I doubt it's Ryle's, as well; it's a Rylean-like summation, though, even if it's not Ryle's own opinion. But Polt doesn't get into questions of provenance.

Since Ryle's sentiment in the comment really doesn't tell us anything about how to handle the question of Heidegger's Nazism, I'm not sure how it's relevant. Likewise, whether or not Heidegger's criticisms of Husserl are untowardly connected is something that has to be determined, not assumed. The fact that a Nazi says something doesn't make it false, true, but it also doesn't make it non-Nazi in attitude, formulation, or substance; given that we are quite literally talking about a Nazi, that there is nothing about it that is Nazi has to be shown, not insisted upon a priori. As I say, it has to be unwound and then rewound in such a way as to show that there is no Nazi distortion in it. If we can do that, fine and dandy; before we do it, though, we have no license to pretend that all is obviously safe.

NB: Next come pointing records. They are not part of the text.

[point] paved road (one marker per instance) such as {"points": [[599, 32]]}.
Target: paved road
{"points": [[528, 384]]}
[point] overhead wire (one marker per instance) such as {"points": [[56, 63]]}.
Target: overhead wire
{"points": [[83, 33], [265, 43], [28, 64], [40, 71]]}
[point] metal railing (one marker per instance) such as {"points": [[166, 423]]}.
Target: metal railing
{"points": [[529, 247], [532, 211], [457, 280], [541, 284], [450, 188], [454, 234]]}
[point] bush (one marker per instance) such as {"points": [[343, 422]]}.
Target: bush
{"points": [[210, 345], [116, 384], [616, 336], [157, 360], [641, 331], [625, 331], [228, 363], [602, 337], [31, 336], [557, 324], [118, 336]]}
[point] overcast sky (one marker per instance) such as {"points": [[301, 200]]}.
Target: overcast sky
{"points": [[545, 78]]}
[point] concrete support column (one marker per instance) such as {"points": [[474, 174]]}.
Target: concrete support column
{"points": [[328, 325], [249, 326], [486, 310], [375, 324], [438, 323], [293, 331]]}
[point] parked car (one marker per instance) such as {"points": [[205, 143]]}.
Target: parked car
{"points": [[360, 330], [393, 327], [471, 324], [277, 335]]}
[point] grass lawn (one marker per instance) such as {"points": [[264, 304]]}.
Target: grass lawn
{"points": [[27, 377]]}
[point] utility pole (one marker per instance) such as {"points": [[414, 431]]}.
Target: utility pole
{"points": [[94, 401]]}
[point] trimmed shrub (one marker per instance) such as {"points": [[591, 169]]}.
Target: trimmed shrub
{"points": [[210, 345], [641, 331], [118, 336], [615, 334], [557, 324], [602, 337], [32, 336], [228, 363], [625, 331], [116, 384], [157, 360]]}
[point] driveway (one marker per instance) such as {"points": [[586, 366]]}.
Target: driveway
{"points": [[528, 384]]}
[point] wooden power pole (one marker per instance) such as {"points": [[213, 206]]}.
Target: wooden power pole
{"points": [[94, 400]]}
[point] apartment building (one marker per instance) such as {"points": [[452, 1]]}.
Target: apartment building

Much of the problem lies precisely in reasoning by analogy here, which generally involves merely fooling ourselves by glossing over obviously significant differences. Nazism isn't a limited foible like drinking too much or sexual perversion, that might affect some philosophical fringes here and there but no more. It is a large-scale commitment; and, contrary to the tendency to insist on it as 'politics', it's not a merely political commitment like deciding one will support the Green Party in local elections. It carries a vision of technology, society, humanity. And this is undeniably so in Heidegger's case; Heidegger's own characterizations of his involvement, vague and weasely though they often are, links it with some of this major philosophical concerns. We should not fall into the hubris of pretending to know prior to all evidence what distortions such a commitment may or may not introduce into a philosophical approach, method, position, or system.